“Data warehousing is a business analyst's dream—all the information about the organization's activities gathered in one place, open to a single set of analytical tools. But how do you make the dream a reality (Wall & Scott, N.d.)?” There are the basics of building a data warehouse such as “understanding the business processes, the goals, determining the business objectives and then after constructing a data model, figuring out the data sources”, the decision on how to handle growth within the organization should be the next set of determining factors (Wall & Scott, N.d.).
When a company grows the storage of data must also increase or “expand”. Prior to expanding or “merging data” one must “explore new ways to grow, cut costs and increase profits”. Below are more details for a successful “warehouse construction”.
External feeds are very important but is usually neglected in the data warehouse. The “external data type is external to your company and is usually not in the data warehouse because no one has requested it yet (Mould, 2013)”.
This type of feed is can be based on “statistics and trends”. They also “can have a major impact upon ones business, so they should be tracked over time” (Mould, 2013). This is the area for increasing profits as external feeds allow for “surveys and ROI analysis” which allow the benefits of using this data (score uplift) outweigh the cost (Mould, 2013)”.
External data also allows for the company “to ensure one is making the right business decisions as it allows the company to see the big picture (Hammergren, N.d.)”. Not only is the big picture an important factor within a data warehouse so is having “clean data”.
Ensure Only Clean Data
There are a few ways to ensure for data accuracy and one is a little acronym named “ETL” which stand for “Extract/Cleans -Transform-Load” (ETL, N.d.).
The extraction is the part that pulls and technically “cleans” the data. Prior to merging the data it is usually reviewed to ensure there are no duplication's. When one extracts the data the following is performed:
Update notification – notification a record has been changed
Incremental extract - identify which records have been modified
Full extract – keeps a copy of the original to determine or identify changes
Making identifiers unique
Standardizes null values
Validates address fields
Applies the rules
Converts measured data
Disable constraints and indexes – pre load
Enable constraints and indexes – post load (ETL, N.d.)”.
So how often should one update the data in the data warehouse? “You must update your data warehouse on a regular basis to ensure that the information derived from it is current. This process of updating the data is called the refresh process (Defining, N.d.)”.
The ETL is usually put on a scheduled time and can be completed after hours, in the middle of the night or on weekends – this all depends on the company’s urgency of the data (10, N.d.). “Once all of this data has been loaded into the data warehouse, the materialized views must be updated to reflect the latest data (10, N.d.)”. While timing and scheduling the “refresh” is crucial the sequence and “parallel” is even more important to a data warehouse.
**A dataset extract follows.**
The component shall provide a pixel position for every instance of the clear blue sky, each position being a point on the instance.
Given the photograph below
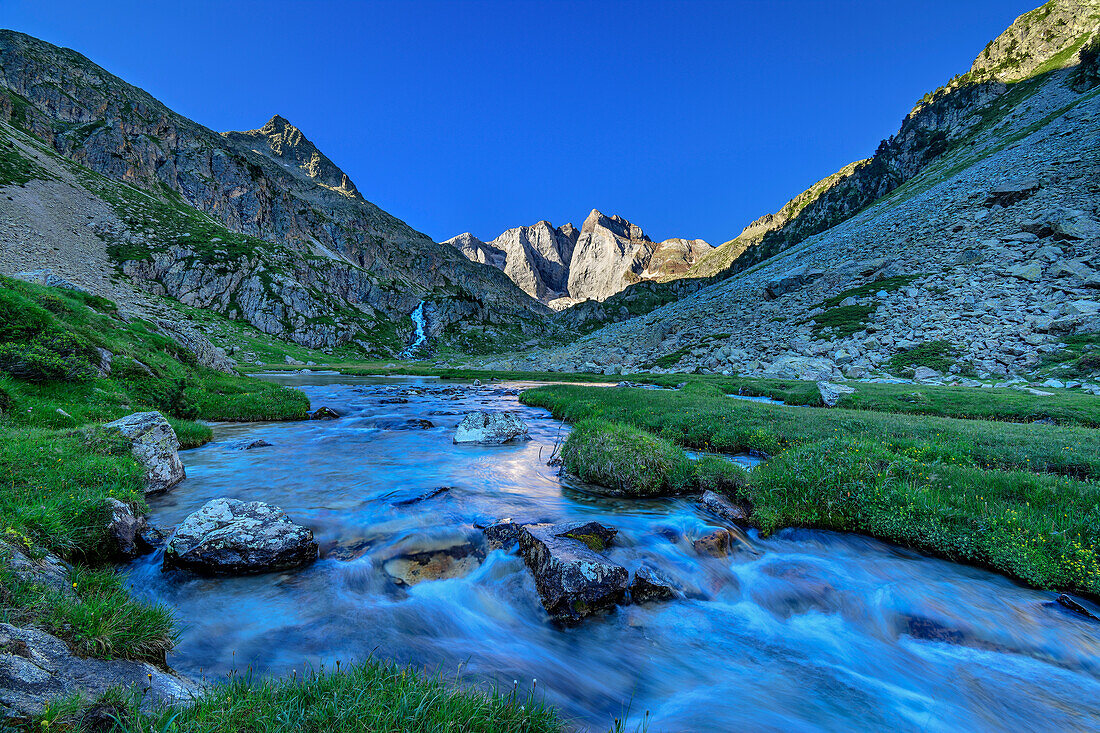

Parallel and Sequential Order
Order is key in a data warehouse as a system is literal. It only does as it is told. If a specific table is needed to pull data prior to another table the sequence is key and must be orderly. “Choose the partitioning strategy of the materialized view in sync with a table's partitioning strategy (10, N.d.)”. The following is an example of “refreshing of a materialized view and parallel updates” (10, N.d.).
1. “Table that will be the basis for the materialized view including partitioning by range
2. Load the initial table data
3. Create materialized view
4. Load a separate table to be exchanged with the new partition.
5. Create and load a separate table to be exchanged with a partition in the materialized view
a. INSERT /*+ PARALLEL
6. Gather statistics
7. Exchange the partitions
8. Inform the database that the materialized view is fresh again (10, N.d.)”.
The information given is a quick snapshot of how one can explore new ways to grow, cut costs, and increase profits in building a data warehouse. There are many techniques and rules to review but given the demonstration should allow one to determine how important data can be to an organization; how frequent to refresh the data in the data warehouse; and how external resources can help ones company.